天元や他の面々と別れた3人は、一路栃木へ…
とは言ったものの、そう簡単な話ではない。
この事態で交通インフラがまともに動いているところは限られているし、道中には未だ大量の呪霊がうろついている。
そんな中を時に走り、時に交通インフラを使い、時に呪霊退治をし…と3人は進んで行った。
そうして気づけば出発してから12時間以上が経過し、現在の時刻は夜の11時。
辺りはすっかり暗くなり、呪霊の動きが活発になってきていた。
「このまま移動するのは得策じゃない。一旦そこのホテルで仮眠しよう。」
「そうだな〜腹も減ったし。俺コンビニで適当に食いもん買ってくるから、2人は先行ってて!」
「分かった。」「ありがと!」
元気に走って行った虎杖を見送り、スズと伏黒は近くにあったビジネスホテルへと入って行く。
中はところどころ電気が切れていて、お化け屋敷の初級レベルといった感じ。
部屋は当然の如くどこも空いているため、普通に考えれば男女で分かれるところだが…
「…」
「部屋、俺らと一緒にするか?」
「お願いします!!…これは1人じゃちょっと寝れないかも。」
「ふっ、だと思った。オマエ意外と怖がりだもんな。」
「よく分かってらっしゃる…」
ドアの前で表情を強張らせるスズを横目で見ていた伏黒は、サラッと同室を提案した。
食い気味に返事をする彼女に笑みを見せながら、その頭を優しく撫でる伏黒。
そんな彼女と共に部屋へ入ると、室内は思っていたよりもしっかり原型を留めていた。
電気は生きていたが、呪霊が集まると厄介なため、部屋の明かりは最小限だ。
疲れた体を預けるように並んでソファに座ると、道中で聞いた伏黒の当主就任についてスズが口火を切った。
「改めてだけど…当主就任おめでと。」
「どーも。めでたいのかどうか分かんねぇけどな。」
「でも悟先生が残した最後の切り札でしょ?きっと恵だけじゃなくて、真希先輩や真依さんのことも考えて、これが一番だって思ったんだよ。」
「まぁそうなんだろうな。…だとしても、一言ぐらい言っとけって感じだよ。」
「ふふっ。そうだね。」
体勢を少し前屈みにした伏黒は、明るく笑うスズの顔を覗き込む。
視線に気づいたスズが"ん?"と問いかければ、彼は穏やかな声と表情である質問を投げかけた。
「…まだ答え出てないよな?」
「答え?」
「俺の告白に対する答え。」
「! あ、うん、まだ…ご、ごめん。」
「違う、責めてるわけじゃない。…当主になったことが、マイナスに働いたら嫌だなって思っただけ。」
「え、何でマイナス?」
「だって嫌だろ、御三家の当主が彼氏なんて。面倒なのが目に見えてる。」
「…確かに御三家の雰囲気とか、しきたりがあるのかとか、分かんないことは多いけど…
それが理由で恵を嫌いになったりしない。だって御三家も当主も、あとから恵にくっついてきたことでしょ。

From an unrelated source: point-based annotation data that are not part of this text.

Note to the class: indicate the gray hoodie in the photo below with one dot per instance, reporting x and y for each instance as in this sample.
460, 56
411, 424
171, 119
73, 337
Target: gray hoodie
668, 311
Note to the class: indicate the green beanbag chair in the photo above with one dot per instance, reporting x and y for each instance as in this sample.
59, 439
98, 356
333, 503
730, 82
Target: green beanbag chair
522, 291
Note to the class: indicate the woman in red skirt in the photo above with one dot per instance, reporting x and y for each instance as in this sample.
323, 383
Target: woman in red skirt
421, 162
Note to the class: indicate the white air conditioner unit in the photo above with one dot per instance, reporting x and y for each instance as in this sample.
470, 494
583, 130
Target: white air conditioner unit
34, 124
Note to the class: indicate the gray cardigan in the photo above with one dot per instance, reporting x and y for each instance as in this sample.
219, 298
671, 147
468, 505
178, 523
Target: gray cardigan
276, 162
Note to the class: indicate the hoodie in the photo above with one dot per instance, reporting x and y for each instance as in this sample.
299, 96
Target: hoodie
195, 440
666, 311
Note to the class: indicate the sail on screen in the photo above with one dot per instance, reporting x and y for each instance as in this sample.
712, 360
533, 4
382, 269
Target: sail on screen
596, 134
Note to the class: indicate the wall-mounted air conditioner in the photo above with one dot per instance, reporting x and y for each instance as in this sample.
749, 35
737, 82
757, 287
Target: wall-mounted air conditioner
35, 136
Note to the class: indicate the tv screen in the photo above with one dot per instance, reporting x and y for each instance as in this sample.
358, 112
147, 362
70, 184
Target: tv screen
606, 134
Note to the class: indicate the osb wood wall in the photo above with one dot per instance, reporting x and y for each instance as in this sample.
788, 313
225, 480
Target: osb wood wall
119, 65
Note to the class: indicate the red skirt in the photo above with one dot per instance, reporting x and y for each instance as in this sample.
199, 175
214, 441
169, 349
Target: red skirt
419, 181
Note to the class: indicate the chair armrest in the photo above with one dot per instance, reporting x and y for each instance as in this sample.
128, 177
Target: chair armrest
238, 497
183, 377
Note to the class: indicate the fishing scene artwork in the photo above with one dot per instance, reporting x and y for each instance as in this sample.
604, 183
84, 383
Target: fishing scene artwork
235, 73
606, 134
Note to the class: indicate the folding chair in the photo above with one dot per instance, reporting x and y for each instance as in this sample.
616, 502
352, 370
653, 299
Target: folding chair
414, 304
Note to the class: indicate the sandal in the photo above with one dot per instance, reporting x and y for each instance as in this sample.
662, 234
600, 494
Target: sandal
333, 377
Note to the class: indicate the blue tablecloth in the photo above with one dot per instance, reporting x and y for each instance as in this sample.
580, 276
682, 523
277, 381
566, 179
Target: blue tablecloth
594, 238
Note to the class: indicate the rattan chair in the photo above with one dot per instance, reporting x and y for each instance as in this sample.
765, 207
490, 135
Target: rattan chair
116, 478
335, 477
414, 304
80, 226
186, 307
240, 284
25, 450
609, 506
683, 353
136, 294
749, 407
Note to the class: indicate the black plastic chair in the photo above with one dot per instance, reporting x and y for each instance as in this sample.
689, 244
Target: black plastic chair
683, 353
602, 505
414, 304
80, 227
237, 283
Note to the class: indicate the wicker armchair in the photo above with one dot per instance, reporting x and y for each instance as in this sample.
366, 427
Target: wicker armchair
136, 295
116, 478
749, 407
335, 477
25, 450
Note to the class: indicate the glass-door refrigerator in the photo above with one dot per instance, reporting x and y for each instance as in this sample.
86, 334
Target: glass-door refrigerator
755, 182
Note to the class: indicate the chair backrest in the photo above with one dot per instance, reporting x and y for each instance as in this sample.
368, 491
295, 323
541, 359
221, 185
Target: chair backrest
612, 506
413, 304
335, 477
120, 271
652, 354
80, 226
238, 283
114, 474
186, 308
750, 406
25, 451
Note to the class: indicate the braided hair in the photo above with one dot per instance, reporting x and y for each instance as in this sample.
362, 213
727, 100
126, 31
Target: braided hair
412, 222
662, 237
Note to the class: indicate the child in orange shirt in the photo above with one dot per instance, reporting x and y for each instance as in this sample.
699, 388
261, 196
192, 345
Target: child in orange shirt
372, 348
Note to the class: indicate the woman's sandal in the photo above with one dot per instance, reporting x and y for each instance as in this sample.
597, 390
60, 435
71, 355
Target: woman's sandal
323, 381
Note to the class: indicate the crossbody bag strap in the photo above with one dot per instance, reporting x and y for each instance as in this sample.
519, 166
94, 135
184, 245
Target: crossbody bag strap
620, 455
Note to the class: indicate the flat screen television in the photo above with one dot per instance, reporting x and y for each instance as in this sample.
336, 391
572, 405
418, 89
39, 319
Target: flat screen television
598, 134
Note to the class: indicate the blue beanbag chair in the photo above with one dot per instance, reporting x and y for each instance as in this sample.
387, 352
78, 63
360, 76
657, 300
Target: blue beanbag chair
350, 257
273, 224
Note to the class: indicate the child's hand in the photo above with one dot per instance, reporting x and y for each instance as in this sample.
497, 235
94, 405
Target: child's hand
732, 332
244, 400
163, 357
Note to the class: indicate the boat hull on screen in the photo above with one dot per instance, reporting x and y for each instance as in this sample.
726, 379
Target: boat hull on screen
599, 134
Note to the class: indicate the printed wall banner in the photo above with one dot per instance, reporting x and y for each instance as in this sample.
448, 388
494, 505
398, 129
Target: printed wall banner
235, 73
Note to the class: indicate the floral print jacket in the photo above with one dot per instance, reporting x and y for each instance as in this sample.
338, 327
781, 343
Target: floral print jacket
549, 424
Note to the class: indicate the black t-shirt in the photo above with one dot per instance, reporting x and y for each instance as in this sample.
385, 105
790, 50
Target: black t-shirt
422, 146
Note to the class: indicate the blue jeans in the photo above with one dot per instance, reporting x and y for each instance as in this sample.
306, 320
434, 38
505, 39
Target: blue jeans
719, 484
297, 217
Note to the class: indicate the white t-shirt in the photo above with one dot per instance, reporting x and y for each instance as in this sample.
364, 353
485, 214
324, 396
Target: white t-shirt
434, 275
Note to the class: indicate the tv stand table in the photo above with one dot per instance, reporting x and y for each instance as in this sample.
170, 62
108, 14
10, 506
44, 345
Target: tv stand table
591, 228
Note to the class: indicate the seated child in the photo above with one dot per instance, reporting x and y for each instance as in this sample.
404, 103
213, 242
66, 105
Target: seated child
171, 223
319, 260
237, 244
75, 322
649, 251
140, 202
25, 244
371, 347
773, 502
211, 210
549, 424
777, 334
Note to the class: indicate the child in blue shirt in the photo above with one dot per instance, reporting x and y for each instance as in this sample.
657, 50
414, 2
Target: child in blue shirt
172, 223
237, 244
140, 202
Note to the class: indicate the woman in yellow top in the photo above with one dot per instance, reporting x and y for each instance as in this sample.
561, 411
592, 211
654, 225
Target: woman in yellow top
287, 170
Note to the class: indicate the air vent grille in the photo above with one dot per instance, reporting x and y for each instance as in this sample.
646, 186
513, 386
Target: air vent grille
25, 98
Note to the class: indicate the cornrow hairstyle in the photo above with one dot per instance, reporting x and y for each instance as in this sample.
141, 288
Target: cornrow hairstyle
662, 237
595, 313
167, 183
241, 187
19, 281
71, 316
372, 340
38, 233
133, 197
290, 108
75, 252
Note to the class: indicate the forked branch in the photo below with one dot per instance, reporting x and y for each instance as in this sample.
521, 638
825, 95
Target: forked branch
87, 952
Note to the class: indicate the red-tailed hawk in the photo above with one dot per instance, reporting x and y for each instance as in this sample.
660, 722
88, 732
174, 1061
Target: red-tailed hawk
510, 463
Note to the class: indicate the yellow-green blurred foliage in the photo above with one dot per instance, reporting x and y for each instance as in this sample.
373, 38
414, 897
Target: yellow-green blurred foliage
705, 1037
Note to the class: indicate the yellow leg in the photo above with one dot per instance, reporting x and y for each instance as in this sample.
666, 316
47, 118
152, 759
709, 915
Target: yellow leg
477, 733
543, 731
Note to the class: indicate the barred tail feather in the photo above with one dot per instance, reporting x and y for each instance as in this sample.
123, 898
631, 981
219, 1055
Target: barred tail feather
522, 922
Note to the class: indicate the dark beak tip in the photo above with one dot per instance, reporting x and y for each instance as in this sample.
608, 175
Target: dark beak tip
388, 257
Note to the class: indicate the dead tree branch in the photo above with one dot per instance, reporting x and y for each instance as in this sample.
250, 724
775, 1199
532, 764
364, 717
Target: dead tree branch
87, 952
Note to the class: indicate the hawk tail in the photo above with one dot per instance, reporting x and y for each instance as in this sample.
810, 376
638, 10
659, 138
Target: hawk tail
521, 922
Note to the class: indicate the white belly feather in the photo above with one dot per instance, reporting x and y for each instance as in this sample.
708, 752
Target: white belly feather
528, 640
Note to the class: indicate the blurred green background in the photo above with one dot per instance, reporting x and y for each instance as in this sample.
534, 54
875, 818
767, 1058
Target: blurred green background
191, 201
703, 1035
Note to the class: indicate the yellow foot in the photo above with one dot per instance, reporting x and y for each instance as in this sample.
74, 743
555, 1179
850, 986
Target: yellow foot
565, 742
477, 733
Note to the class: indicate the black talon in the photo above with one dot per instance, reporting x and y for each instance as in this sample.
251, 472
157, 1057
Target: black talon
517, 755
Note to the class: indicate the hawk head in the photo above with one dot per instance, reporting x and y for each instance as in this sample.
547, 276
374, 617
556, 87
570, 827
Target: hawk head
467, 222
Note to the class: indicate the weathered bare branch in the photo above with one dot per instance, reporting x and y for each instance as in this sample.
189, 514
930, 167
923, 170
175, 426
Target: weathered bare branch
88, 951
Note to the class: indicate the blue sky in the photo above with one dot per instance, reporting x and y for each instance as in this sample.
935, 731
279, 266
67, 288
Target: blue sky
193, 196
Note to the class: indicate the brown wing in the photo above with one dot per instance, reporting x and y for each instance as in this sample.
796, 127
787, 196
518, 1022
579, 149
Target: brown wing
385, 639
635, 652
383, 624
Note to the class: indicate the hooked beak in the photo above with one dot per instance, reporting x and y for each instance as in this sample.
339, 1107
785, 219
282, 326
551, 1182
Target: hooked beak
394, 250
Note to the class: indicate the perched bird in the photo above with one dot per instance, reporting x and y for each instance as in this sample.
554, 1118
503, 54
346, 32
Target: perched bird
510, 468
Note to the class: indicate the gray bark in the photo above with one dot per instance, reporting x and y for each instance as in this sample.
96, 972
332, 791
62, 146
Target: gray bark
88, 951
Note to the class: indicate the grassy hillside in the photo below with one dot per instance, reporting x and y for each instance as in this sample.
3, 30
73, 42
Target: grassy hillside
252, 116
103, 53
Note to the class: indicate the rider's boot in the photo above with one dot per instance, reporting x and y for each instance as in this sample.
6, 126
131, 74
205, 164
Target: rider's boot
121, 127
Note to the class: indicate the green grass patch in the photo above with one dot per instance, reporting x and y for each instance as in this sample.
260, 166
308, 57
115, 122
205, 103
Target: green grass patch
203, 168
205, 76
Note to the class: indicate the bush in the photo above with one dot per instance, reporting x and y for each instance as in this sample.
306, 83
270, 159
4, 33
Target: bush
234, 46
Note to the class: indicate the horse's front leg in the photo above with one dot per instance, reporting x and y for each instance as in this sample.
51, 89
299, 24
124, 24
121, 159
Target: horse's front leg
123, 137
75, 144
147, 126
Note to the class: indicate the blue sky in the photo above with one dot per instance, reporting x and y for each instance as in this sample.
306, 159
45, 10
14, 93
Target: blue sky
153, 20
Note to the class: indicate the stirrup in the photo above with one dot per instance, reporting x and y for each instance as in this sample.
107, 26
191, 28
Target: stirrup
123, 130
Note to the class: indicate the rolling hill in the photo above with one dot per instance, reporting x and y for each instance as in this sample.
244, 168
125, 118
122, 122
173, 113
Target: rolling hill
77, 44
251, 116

私が昔から知ってる恵は、やんちゃでお姉さんの言うこと聞かなくて、でもいつでも冷静で頼りになる仲間想いの普通の男の子だから。
私の中ではそれが全てで、そこに対する感情はちょっとやそっとじゃ変わらないよ?」
「スズ…」
「…むしろ私の方が、恵に嫌われていってるんじゃないかって思ってる。」
「はっ!?何でだよ!」
「だって…なかなか返事も伝えられないし、どっちつかずな態度で傷つけちゃってると思うから……ごめんね。」
「オマエは今、いろんな奴から想いを伝えられてんだ。悩んで当然だろ?…んな理由で、諦めてやんねーからな。」
「! …うん、ありがとう。」
照れ臭さを隠すようにお互いが下を向いたまま、静かな時間が流れていく。
と、不意に伏黒がスズの肩に頭を乗せた。
「恵…?」
「…虎杖が来るまで、こうしてたい。ダメか?」
「いや、ダ、ダメじゃない…!」
「ありがとな。」
そう言った伏黒の顔は、とても幸せそうだった。